Caixa e o impasse da nova plataforma de apostas: Lula deve decidir futuro do projeto após alerta do TCU
Dona de dez modalidades de sorteios além da tradicional Loteria Federal, criada em 1962 a Caixa Econômica Federal enfrenta uma semana decisiva. Após retornar de Belém (PA), a equipe do banco tem encontro marcado com o presidente Luiz Inácio Lula da Silva para explicar o projeto de lançar sua própria plataforma de apostas online, prevista para ainda este mês. Segundo a Coluna JC Negócios, do Jornal do Commercio de Pernambuco, Lula é contra a iniciativa, e a conversa com o presidente da Caixa, Carlos Vieira, deve ser dura.
O plano original da instituição era colocar a plataforma no ar em 2025 para iniciar a operação completa em 2026. Mas o projeto encontra resistências dentro do governo, especialmente depois de um alerta do Tribunal de Contas da União (TCU).
Alerta do TCU: beneficiários do Bolsa Família enviaram R$ 3,7 bilhões a bets
O TCU identificou que, somente em janeiro de 2025, integrantes de famílias com algum beneficiário do Bolsa Família transferiram R$ 3,7 bilhões para casas de apostas o equivalente a 27% dos R$ 13,7 bilhões distribuídos pelo programa naquele mês. A revelação ampliou o desconforto dentro de diversos ministérios em relação à entrada da Caixa no setor, apesar de o banco já atuar oficialmente em loterias.

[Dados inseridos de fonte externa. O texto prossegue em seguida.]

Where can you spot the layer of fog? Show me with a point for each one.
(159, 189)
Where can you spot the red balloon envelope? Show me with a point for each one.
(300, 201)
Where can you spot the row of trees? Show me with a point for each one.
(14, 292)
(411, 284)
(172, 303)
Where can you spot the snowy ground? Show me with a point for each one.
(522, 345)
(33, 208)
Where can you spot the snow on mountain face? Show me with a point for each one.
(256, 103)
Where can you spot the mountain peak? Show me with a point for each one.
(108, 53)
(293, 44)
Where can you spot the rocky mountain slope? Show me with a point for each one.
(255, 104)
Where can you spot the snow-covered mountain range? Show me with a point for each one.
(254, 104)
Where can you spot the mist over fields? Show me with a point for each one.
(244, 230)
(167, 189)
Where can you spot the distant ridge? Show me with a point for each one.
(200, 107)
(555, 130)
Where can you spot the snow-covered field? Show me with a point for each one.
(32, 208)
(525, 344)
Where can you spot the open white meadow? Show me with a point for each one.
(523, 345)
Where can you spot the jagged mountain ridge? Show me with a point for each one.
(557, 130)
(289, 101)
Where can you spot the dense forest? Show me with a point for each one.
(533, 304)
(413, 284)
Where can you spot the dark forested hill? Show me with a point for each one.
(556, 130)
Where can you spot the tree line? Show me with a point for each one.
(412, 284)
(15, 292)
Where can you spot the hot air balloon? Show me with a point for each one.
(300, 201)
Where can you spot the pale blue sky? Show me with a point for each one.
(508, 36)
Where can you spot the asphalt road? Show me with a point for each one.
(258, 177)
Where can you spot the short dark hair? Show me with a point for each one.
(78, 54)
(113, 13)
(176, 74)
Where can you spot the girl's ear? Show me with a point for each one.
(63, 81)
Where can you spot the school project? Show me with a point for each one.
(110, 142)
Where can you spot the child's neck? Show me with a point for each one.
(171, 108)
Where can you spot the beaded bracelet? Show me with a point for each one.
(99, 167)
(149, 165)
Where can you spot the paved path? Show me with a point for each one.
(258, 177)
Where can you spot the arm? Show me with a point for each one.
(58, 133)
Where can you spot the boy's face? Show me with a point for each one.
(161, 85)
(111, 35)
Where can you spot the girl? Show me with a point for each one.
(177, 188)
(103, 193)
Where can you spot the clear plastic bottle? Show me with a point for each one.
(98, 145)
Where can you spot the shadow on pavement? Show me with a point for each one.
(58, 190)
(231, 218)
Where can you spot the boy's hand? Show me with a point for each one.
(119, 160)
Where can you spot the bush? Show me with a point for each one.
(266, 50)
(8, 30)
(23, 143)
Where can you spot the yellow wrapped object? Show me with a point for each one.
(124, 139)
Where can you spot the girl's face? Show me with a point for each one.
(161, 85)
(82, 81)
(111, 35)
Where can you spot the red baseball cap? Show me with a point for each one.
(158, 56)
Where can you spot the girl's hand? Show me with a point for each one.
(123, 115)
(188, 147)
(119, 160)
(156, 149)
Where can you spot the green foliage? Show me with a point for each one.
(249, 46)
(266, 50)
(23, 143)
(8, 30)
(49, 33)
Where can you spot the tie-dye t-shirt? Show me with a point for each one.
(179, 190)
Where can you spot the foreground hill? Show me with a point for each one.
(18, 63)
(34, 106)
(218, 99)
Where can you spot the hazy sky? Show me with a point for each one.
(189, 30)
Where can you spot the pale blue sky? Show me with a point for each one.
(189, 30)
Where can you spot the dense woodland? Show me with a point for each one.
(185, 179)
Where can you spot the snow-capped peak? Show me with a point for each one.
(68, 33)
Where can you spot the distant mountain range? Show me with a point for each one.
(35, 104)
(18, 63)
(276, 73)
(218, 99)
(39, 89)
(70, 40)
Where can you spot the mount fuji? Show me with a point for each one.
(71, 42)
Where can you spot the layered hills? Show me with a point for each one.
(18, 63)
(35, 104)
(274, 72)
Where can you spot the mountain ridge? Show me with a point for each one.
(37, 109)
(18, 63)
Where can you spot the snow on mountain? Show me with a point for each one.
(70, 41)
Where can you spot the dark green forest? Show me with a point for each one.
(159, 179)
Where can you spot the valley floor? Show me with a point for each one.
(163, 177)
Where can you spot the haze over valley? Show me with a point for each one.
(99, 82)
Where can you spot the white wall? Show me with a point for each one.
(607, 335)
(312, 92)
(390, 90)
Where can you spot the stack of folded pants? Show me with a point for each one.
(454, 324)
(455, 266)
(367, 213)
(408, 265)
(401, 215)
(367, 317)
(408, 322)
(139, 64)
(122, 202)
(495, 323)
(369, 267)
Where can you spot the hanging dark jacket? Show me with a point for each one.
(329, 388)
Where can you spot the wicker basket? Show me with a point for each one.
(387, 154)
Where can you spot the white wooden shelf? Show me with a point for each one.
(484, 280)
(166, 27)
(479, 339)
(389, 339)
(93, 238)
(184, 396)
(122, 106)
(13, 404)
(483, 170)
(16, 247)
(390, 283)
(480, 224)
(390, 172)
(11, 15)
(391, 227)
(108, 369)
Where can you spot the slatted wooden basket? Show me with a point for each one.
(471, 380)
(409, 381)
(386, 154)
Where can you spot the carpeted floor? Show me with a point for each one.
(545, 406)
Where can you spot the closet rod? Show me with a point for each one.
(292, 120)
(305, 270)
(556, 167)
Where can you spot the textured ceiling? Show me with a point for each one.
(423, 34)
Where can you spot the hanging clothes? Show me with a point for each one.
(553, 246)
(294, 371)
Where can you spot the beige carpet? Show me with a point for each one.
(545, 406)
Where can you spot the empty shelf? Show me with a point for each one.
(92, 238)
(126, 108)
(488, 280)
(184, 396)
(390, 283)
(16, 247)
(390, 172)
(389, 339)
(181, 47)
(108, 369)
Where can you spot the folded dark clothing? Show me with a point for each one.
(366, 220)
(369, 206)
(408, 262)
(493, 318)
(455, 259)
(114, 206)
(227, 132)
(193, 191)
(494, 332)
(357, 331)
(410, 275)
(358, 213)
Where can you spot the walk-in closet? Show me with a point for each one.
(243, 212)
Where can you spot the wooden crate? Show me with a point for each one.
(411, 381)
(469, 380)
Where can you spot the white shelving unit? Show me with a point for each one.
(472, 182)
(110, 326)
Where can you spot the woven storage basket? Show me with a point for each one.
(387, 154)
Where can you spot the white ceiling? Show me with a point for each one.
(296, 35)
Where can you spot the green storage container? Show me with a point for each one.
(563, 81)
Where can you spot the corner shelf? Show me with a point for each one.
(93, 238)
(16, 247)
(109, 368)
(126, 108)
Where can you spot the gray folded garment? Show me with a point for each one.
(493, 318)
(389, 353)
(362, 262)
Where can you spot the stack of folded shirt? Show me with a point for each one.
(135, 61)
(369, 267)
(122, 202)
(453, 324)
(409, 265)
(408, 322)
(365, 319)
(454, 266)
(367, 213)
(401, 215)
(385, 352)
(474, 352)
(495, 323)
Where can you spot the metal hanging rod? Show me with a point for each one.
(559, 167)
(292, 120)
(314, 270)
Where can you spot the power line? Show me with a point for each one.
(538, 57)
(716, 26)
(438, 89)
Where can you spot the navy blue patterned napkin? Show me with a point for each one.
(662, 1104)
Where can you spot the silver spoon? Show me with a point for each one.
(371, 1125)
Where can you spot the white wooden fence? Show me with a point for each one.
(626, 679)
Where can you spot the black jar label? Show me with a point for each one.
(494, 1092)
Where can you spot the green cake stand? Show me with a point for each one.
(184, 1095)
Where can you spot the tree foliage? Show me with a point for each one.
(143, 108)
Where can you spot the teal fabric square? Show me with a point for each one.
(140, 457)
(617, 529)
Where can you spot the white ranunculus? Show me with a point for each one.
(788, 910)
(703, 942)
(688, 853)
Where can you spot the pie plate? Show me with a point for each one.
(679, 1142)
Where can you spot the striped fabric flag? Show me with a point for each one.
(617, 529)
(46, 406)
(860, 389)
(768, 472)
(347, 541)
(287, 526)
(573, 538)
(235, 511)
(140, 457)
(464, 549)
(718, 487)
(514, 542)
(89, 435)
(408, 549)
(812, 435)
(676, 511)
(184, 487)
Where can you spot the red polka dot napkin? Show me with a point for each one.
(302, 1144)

Um negócio bilionário e oficial
O setor de jogos é altamente lucrativo para a Caixa. Em 2024, a instituição:
- Arrecadou R$ 25,9 bilhões,
- Pagou R$ 8,8 bilhões em prêmios,
- Repassou R$ 12,1 bilhões a políticas públicas,
- E só a Mega-Sena, responsável por 44,2% das receitas, movimentou R$ 115,8 bilhões.
O projeto da nova bet, desenvolvido com a gigante internacional Playtech, mira R$ 2,5 bilhões de arrecadação em 2026, trazendo o maior banco público do país para um mercado que cresce rapidamente mas ainda enfrenta desafios regulatórios e riscos de fiscalização.
Debate ético e risco à reputação
A proposta acendeu um debate sensível: deve um banco público, responsável por programas sociais, entrar no setor de apostas online?
Especialistas apontam para riscos de:
- Conflito de interesses,
- Exposição da Caixa a críticas sobre incentivo ao vício,
- Fragilização da governança,
- Impacto no consumo doméstico.
O Idec criticou duramente a iniciativa, afirmando que a Caixa símbolo da presença social do Estado estaria se igualando a empresas que “lucram com o vício, a ilusão e o endividamento”.
A CNC apresentou estudo mostrando que os brasileiros destinaram R$ 68 bilhões às bets em 2024, o que reduziu consumo em outros setores e representou perda de R$ 5 bilhões em arrecadação fiscal.
Mercado em expansão e ainda nebuloso
Apesar da polêmica, o setor de apostas vive auge no Brasil:
- Em agosto, as bets legais tiveram o maior número de acessos da história: 2,21 bilhões.
- No 1º semestre, as plataformas de aposta de quota fixa faturaram R$ 17,4 bilhões, já descontados os prêmios.
- O Congresso discute o PL 5.473/2025, de Renan Calheiros, que propõe dobrar a taxação e pode render até R$ 18 bilhões entre 2026 e 2028.
Há ainda o problema das casas que operam com autorizações judiciais, fora da licença federal um terreno cinzento para a fiscalização.
A Caixa argumenta que seguiu estritamente a Lei 14.790/2023, que define que apostas de quota fixa são modalidade lotérica, e que todas as exigências da Secretaria de Prêmios e Apostas (SPA) foram cumpridas.
Mas há um ponto crítico: a Caixa é também responsável pelo pagamento do Bolsa Família e do BPC, o que gera questionamentos éticos sobre incentivar um mercado que atinge justamente esse público.
O comunicado recente do TCU, apontando “elevado risco” de fraudes envolvendo contas de famílias do CadÚnico, fortaleceu a ala do governo contrária à bet da Caixa.
Desde este mês, apostadores precisam informar o CPF, e as operadoras devem consultar o sistema SIGAP para verificar se o usuário recebe Bolsa Família ou BPC. Caso conste, a aposta é proibida embora ainda não se saiba se isso está funcionando plenamente ou se há uso de CPFs de terceiros.
Diante desse cenário, Lula e Carlos Vieira devem bater o martelo nos próximos dias.
O presidente, contrário ao projeto, terá em mãos argumentos técnicos, éticos, políticos e econômicos e a missão de decidir se a Caixa realmente deve entrar no universo das bets ou recuar para preservar sua imagem institucional.